Escaping concrete machine semantics through simulators

One thing which is important in the way Staapl is built up is the
relation to the concrete machine.  Above else, there should be no
abstraction barrier to the lowest level.

What I mean is: currently, Staapl is just a fancy macro assembler.

All semantics is relative to the specification of the instruction
rewrite rules.  This is called "specification by compiler".

This makes it an electronics engineer's dream (fully hackable low
level control with ad-hoc abstraction) and a computer scientist's
nightmare (essentially there is nothing you can do rigorously on the

I would like to bring this nightmare to a closure.  Taking CPU
simulators into the picture, defined relative w.r.t some stable
semantics, i.e.

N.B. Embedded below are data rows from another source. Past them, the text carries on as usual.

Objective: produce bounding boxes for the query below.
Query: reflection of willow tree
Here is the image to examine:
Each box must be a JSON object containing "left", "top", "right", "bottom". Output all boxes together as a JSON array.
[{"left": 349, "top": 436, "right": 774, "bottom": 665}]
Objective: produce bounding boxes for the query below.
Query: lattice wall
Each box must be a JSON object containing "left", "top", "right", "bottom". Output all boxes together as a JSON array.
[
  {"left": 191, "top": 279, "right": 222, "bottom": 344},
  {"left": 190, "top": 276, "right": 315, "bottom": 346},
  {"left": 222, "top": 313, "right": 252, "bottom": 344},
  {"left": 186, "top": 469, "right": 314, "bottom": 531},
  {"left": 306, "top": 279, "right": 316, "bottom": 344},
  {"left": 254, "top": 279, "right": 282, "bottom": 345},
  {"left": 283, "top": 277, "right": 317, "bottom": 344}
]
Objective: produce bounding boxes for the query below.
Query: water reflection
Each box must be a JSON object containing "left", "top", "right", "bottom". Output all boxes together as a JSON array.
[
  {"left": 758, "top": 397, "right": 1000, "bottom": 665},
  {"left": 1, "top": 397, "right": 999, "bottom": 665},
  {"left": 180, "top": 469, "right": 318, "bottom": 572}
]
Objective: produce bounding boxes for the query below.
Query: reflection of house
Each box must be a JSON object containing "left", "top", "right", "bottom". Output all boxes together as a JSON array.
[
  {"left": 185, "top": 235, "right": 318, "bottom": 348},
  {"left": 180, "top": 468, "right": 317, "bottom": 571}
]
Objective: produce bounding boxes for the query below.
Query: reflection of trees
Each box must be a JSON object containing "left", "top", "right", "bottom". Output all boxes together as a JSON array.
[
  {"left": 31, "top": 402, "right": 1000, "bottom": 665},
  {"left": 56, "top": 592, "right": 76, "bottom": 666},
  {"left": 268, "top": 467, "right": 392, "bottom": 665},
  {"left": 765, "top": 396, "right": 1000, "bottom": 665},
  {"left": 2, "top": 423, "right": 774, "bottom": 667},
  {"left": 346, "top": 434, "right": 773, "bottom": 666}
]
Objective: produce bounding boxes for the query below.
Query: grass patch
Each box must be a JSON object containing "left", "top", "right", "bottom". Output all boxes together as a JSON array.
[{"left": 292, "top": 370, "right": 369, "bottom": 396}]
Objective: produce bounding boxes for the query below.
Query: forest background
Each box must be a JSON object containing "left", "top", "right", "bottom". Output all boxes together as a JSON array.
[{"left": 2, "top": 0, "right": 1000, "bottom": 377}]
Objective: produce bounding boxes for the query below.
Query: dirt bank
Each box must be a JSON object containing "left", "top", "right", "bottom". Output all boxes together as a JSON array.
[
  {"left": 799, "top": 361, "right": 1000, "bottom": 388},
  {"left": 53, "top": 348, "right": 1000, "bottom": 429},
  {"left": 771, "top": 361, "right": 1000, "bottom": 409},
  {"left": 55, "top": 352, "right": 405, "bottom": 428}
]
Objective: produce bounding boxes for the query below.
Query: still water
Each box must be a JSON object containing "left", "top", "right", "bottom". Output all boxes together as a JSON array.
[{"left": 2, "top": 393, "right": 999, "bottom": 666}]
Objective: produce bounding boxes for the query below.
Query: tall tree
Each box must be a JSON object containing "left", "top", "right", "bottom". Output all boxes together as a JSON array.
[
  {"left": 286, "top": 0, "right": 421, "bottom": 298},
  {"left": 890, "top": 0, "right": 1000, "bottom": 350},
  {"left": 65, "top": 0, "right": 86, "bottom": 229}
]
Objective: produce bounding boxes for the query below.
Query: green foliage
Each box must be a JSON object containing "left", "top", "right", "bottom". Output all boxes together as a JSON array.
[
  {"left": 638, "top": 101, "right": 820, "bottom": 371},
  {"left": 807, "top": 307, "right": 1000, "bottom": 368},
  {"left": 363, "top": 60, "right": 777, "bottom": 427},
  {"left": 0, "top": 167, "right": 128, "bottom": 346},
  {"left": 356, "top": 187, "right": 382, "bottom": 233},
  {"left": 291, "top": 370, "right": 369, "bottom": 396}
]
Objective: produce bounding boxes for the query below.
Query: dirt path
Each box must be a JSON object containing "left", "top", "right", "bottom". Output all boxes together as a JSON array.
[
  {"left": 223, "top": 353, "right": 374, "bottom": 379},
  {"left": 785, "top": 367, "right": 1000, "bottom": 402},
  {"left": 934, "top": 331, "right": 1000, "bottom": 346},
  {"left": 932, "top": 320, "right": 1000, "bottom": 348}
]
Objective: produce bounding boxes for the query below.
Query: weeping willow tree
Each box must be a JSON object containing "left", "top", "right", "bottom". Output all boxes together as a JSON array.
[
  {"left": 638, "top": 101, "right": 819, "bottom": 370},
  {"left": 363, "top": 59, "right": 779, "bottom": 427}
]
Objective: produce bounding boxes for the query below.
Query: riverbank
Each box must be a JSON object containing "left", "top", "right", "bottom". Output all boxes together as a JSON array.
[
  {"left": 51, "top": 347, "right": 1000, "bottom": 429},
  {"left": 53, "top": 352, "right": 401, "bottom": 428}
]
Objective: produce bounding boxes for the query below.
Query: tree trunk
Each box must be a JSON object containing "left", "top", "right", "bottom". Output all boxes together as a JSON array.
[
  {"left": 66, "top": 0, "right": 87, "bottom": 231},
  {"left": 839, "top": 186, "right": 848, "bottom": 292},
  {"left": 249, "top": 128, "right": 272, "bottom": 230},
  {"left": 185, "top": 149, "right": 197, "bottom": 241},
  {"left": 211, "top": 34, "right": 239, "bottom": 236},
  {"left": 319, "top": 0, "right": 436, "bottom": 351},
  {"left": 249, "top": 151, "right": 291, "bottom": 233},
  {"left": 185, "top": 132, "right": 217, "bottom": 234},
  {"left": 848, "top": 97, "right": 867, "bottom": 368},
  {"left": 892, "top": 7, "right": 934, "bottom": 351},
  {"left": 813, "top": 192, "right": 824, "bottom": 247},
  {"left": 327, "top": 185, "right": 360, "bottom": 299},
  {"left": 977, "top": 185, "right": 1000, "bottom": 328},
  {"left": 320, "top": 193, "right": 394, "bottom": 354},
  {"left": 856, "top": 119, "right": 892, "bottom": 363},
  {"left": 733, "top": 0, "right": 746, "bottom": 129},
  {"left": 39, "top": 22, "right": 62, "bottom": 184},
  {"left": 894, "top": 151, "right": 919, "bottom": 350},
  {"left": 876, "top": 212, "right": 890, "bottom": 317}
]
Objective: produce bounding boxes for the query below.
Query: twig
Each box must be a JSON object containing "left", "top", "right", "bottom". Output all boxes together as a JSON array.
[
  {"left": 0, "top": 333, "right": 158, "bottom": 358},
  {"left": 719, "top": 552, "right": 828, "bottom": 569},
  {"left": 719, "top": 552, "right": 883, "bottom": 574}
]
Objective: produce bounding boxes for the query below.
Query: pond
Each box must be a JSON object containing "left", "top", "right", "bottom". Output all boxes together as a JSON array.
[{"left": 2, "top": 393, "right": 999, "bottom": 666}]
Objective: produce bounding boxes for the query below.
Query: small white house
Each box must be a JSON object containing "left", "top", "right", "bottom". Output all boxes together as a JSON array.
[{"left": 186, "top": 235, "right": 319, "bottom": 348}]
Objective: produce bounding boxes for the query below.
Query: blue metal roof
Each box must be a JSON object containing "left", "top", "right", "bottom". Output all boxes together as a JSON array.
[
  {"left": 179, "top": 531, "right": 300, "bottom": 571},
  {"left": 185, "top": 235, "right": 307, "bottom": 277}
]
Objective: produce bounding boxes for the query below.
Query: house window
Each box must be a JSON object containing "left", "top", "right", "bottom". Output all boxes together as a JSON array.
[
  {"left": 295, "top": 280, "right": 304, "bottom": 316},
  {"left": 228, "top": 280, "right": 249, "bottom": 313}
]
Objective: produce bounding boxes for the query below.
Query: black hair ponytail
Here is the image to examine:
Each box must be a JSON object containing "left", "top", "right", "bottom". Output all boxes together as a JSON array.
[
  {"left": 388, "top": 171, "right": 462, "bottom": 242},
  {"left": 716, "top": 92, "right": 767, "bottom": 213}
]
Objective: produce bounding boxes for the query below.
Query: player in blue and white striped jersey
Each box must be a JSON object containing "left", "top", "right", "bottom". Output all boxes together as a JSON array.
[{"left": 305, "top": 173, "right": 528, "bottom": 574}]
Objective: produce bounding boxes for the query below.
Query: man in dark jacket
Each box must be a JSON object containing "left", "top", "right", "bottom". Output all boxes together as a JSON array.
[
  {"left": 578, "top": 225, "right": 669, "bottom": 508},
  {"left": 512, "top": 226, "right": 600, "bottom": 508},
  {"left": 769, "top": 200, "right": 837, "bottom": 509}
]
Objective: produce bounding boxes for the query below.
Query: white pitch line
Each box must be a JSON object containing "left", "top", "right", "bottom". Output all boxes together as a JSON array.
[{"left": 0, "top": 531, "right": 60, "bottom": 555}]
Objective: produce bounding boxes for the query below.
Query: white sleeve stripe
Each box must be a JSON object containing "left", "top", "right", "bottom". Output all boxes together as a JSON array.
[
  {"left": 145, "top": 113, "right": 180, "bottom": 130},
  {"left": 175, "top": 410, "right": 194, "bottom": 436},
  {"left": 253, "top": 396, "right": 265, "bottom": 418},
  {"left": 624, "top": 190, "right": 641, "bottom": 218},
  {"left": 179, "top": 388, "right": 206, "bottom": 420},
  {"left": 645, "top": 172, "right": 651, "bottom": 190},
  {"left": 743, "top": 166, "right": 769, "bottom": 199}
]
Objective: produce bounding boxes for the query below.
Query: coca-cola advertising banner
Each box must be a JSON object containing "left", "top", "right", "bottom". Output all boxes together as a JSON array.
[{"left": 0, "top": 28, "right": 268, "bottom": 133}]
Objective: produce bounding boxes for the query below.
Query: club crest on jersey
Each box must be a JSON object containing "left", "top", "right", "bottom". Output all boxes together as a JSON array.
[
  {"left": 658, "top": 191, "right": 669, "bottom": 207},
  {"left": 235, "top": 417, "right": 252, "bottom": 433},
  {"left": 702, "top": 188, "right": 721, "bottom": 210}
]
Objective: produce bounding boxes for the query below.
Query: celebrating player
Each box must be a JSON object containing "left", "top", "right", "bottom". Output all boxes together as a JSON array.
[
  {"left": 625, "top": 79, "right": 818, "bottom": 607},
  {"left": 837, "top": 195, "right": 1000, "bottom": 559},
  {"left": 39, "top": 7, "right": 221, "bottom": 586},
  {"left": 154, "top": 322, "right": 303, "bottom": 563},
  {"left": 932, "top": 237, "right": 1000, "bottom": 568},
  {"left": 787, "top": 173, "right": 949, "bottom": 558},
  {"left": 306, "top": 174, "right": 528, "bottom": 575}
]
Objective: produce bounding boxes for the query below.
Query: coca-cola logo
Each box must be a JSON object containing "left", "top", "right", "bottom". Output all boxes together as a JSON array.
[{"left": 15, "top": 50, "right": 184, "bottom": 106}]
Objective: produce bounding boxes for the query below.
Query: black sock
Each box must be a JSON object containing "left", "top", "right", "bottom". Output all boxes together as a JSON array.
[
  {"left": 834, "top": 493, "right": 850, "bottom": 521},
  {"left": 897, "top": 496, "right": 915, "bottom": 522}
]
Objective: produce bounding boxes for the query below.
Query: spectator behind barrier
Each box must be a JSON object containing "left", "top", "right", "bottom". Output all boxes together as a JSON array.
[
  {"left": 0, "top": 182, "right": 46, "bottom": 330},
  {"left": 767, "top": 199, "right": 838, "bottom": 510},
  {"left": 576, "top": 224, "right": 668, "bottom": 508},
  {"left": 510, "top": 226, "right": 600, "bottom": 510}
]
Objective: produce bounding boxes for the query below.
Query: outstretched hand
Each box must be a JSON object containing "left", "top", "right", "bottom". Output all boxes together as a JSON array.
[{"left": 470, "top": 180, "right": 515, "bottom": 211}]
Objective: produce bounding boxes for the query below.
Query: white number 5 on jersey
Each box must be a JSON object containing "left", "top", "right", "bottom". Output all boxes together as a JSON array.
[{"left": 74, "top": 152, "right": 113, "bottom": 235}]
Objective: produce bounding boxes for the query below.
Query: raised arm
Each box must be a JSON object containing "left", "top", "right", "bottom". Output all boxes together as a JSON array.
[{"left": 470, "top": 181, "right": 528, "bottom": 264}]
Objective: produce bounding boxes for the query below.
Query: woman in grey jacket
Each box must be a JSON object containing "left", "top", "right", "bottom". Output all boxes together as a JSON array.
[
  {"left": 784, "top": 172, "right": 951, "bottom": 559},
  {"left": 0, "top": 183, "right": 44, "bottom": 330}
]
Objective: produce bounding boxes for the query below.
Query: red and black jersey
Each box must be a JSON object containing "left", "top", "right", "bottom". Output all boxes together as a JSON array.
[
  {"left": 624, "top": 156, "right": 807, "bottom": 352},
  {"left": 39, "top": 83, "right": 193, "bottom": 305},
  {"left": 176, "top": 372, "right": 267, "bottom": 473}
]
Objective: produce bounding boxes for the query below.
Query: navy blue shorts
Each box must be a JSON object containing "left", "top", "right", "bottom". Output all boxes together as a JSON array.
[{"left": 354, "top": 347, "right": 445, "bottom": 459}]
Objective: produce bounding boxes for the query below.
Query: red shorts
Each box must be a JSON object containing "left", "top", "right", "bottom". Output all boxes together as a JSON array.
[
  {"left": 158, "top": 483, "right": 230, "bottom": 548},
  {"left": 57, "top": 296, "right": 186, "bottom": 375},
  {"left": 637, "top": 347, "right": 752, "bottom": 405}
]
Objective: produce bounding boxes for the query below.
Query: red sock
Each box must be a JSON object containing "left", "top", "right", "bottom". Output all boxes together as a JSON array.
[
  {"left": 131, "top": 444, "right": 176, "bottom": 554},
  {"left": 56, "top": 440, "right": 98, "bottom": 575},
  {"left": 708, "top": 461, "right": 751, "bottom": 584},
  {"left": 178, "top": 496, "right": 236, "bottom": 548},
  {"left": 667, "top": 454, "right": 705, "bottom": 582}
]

Scheme's.  That way there is at least a single
well-defined semantics for a subset of the base language, transitively
defined in terms of Scheme.

Think of it like this:

             Arch 1
          /         \
   Forth  -- Arch 2 -  Scheme
          \         /
             Arch 3

The left side is a Forth dialect which directly translates to a couple
of machine architectures.  The forking point from Forth to Arch is
where different implementations's concrete semantics diverge.

The right side is a fully-specified bottom line of each of the machine
semantics in a standard representation (could be Scheme or some other
form written in scheme that could be easily translated to a subset of
C to solve the practical issue that simulation needs to be fast.)

The problem is to "lift" the semantics of the simulator in terms of
Scheme code _through_ the implementation of each of the different
architectures to make it decidable _by machine_ which constructs are
portable and well-defined, and which are target-specific hacks.

The basic idea to make this work is that given a specification of a
simulator, Forth functions can be mapped to a pair containing:

   - stateless computation (boolean functions)
   - clobbered machine state

What this might solve is the language specification problem:  it makes
it possible to define a "moving target standard" in terms of a
collection of source code + making this standard machine-checkable.

Alternatively it can assist greatly in the definition of a Forth ->
ASM compiler, since the semantics is directly testable.  Possibly
human intervention is still necessary to come up with good translation
rules, but the correctness could then be either proven or if that's
too difficult, unit-tested.

It seems to me that what needs to be done is to model everything as a
set of equations, and derive everything from that.